Pretrained model & Demo

You can download a pretrained model trained to segment agnostic moving foreground here.

We provide a demo script which works with a webcam. After downloading the pretrained model (or with your own), run this script to segment any moving object (or a network finetuned on hand-object segmentation) in front of a camera. This also works with models that are trained including distractor objects.

Training

1. (optional) Learn to segment any moving objects from a static camera

You can skip this step if you plan on using our pretrained model

  • Generate the synthetic training dataset. See the respective README for further details.
  • Run the training script: python train_motion.py --config-file configs/motion.yaml. Make sure you've set the experiment and data paths in the config before, or overwrite it (e.g. python ... EXP.ROOT /path/to/experiment_root DATA.ROOT /path/to/data_root).

2. Collect annotated images of a moving manipulator

3. Self-supervised training data generation

  • Generate occluding objects. See the respective README for further details.
  • Generate training data by pasting manipulator plus distractor object on random backgrounds. We also provide a script for this.

4. Fine-tune on semantically distinguishing moving manipulator from grasped object

  • Run the training script: python train_semantic.py --config-file configs/semantic.yaml [OPTIONAL_ARGS].

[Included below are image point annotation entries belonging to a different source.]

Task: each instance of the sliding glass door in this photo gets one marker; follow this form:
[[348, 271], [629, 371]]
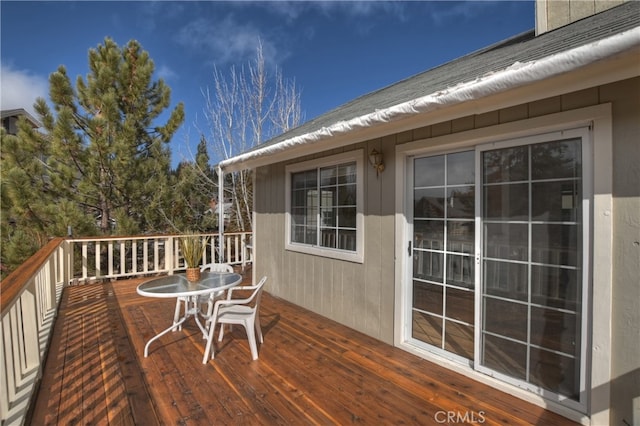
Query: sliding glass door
[[498, 255]]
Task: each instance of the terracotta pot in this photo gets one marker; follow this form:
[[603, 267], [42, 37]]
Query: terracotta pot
[[193, 274]]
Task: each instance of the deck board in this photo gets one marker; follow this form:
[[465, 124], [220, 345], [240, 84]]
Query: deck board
[[311, 370]]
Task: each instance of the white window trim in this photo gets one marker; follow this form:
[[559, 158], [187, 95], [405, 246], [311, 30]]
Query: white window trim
[[600, 246], [351, 256]]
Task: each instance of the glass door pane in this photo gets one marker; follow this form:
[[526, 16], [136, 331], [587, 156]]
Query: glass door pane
[[531, 290], [443, 252]]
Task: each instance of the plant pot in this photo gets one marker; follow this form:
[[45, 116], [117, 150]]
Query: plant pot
[[193, 274]]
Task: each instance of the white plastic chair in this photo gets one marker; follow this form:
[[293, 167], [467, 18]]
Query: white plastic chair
[[245, 312], [213, 267]]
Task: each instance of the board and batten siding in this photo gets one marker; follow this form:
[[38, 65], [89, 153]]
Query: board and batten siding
[[361, 295]]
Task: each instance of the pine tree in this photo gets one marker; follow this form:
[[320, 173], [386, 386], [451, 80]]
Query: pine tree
[[195, 194], [101, 165], [106, 154]]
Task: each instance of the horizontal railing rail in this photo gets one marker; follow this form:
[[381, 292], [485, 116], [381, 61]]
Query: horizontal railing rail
[[121, 257], [30, 296]]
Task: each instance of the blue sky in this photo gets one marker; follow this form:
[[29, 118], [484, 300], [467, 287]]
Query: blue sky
[[335, 51]]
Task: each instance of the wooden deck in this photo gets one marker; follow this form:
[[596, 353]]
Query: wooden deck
[[311, 370]]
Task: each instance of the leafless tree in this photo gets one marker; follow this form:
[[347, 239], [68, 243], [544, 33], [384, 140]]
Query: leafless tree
[[246, 108]]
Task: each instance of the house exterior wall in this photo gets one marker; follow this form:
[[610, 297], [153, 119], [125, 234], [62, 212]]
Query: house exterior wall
[[361, 295], [552, 14]]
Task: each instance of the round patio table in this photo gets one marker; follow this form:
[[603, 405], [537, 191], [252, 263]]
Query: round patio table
[[173, 286]]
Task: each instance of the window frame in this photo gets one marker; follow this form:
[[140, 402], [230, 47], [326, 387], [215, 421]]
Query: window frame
[[356, 156]]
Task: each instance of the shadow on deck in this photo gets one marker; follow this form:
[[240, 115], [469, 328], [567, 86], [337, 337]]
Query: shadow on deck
[[311, 370]]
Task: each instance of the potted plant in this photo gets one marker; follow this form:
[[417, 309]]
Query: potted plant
[[192, 247]]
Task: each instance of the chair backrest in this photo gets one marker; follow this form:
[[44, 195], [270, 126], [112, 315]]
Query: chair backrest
[[217, 267], [254, 298]]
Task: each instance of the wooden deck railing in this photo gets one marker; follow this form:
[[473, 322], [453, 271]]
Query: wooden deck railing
[[30, 297]]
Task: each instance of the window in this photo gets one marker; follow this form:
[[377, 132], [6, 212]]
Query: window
[[324, 199]]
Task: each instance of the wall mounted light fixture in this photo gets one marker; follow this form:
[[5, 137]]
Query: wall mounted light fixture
[[376, 160]]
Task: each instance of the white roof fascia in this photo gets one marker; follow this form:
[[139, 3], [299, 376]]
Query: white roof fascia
[[513, 77]]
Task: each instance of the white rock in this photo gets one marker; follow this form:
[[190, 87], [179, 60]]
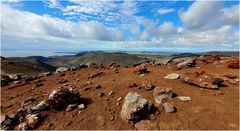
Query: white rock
[[172, 76]]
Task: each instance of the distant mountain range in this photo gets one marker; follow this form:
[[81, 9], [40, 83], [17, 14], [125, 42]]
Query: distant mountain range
[[38, 64]]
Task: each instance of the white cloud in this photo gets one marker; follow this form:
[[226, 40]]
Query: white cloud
[[231, 15], [163, 11], [167, 28], [201, 14], [209, 14], [27, 24]]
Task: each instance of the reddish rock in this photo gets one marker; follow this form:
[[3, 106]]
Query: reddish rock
[[234, 64], [148, 86], [231, 76], [168, 107], [132, 85], [63, 81], [63, 96], [141, 69], [95, 74], [98, 86], [234, 81], [32, 120], [143, 125], [203, 80], [160, 93], [22, 126]]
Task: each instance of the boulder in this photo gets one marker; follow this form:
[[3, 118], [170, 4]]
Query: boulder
[[32, 120], [143, 125], [63, 96], [172, 76], [22, 126], [61, 70], [234, 81], [135, 107], [5, 80], [8, 122], [43, 105], [187, 63], [44, 74], [168, 107], [161, 93], [29, 104], [202, 79], [15, 76], [70, 107], [148, 86]]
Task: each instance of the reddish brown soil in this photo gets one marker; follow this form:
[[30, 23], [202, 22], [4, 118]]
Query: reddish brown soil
[[205, 111]]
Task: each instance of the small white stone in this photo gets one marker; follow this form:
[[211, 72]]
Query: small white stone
[[172, 76]]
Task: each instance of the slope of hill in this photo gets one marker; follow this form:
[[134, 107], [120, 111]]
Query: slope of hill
[[207, 109], [26, 65], [98, 57]]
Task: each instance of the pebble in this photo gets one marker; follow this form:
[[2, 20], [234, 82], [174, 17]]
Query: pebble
[[81, 106], [168, 107], [71, 107], [101, 94], [184, 98], [142, 75], [17, 82], [119, 99], [110, 93], [172, 76], [87, 88], [39, 84], [98, 86]]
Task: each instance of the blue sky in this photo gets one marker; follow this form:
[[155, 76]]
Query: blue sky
[[74, 25]]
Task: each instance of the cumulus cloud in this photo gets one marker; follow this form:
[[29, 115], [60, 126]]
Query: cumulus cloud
[[209, 14], [163, 11], [27, 24], [152, 31], [116, 26]]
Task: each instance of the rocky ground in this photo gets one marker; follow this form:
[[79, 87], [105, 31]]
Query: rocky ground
[[203, 93]]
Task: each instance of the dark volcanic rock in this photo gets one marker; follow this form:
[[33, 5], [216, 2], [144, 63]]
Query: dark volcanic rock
[[234, 64], [8, 122], [203, 80], [187, 63], [168, 107], [141, 69], [63, 96], [161, 93], [95, 74], [135, 107], [5, 80]]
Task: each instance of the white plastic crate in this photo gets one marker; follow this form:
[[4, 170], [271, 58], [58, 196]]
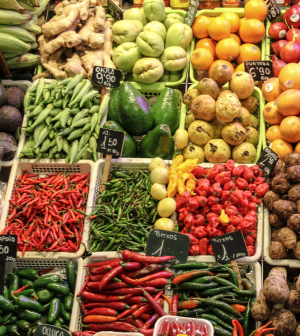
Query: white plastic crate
[[23, 85], [76, 317], [134, 164], [47, 166], [41, 265]]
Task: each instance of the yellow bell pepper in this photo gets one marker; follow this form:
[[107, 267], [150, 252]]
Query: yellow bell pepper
[[187, 166], [224, 219]]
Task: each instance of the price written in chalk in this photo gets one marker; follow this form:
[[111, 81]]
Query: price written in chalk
[[107, 77], [110, 142], [259, 70]]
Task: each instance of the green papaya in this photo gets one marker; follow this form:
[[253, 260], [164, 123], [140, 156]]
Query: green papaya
[[134, 110], [158, 143], [129, 147], [165, 110]]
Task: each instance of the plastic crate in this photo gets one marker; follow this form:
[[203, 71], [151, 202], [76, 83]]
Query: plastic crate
[[76, 318], [41, 265], [135, 164], [84, 166], [23, 85], [262, 133], [217, 12]]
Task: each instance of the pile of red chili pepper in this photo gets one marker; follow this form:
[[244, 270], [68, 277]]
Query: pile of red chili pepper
[[47, 213], [189, 328], [124, 294], [225, 199]]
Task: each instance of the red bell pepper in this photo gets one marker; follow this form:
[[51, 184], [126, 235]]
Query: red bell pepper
[[198, 172], [203, 246], [261, 189], [200, 232], [241, 183]]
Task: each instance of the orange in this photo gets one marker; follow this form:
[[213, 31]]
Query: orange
[[252, 31], [271, 114], [248, 52], [209, 44], [240, 67], [271, 89], [273, 133], [256, 9], [236, 38], [289, 77], [227, 49], [290, 129], [234, 20], [202, 59], [200, 26], [281, 148], [219, 28]]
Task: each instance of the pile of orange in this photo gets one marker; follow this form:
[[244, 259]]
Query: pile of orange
[[229, 38], [282, 111]]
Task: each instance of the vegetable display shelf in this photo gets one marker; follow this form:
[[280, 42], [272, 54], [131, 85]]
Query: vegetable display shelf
[[58, 266], [262, 131], [217, 12], [136, 164], [47, 167], [76, 318], [23, 85]]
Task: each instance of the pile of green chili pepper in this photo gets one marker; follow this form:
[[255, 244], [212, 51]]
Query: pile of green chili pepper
[[211, 292], [32, 298], [124, 213]]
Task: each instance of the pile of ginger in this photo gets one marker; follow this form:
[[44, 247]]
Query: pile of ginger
[[75, 40]]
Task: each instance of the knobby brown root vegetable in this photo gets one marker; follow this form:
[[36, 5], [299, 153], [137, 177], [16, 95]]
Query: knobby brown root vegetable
[[275, 287], [260, 310], [294, 193], [279, 168], [294, 222], [284, 321], [287, 237], [293, 173], [293, 303], [280, 184], [292, 159], [284, 209], [277, 250], [275, 221], [269, 198]]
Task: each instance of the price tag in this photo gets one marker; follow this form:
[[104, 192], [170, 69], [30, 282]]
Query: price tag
[[273, 10], [108, 77], [230, 246], [110, 142], [259, 70], [168, 243], [114, 10], [267, 160], [50, 330], [191, 12]]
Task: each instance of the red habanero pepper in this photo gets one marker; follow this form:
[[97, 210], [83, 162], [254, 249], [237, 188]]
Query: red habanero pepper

5. Extreme cases of motion

a. Distractor objects

You can train step 4 with including distinction to distractor objects. Make sure that in step 3 you called the data generation script with --num-distractor-objects [INT] with an integer larger than 0 (e.g. 5). Then, adapt the following in the semantic config:

DATA.WITH_DISTRACTOR_OBJECTS: True  # don't discard the distractor objects during loading
MODEL.OUT_CH: 5  # add another channel to the output layer

This also works for the recurrent semantic config (see also 5.b). Then proceed by running the training script (Step 4).

b. Static scenes

Both motion and semantic models can be trained on static scenes. For this, run python train_{motion, semantic}_recurrent.py --config-file configs/{motion,semantic}_recurrent.yaml [OPTIONAL_ARGS]. Note that as in the paper we only fine-tune on the last few layers, meaning the other layers require pretrained weights. Add a path to the respective state dict in the config, or overwrite the argument (e.g. python ... MODEL.WEIGHTS /path/to/state_dict.pth). For training on static object-manipulator scenes, make sure that during data generation (step 3) you generated multiple images per background by setting --sequence-length [INT] with an integer larger than 2 (e.g. 5).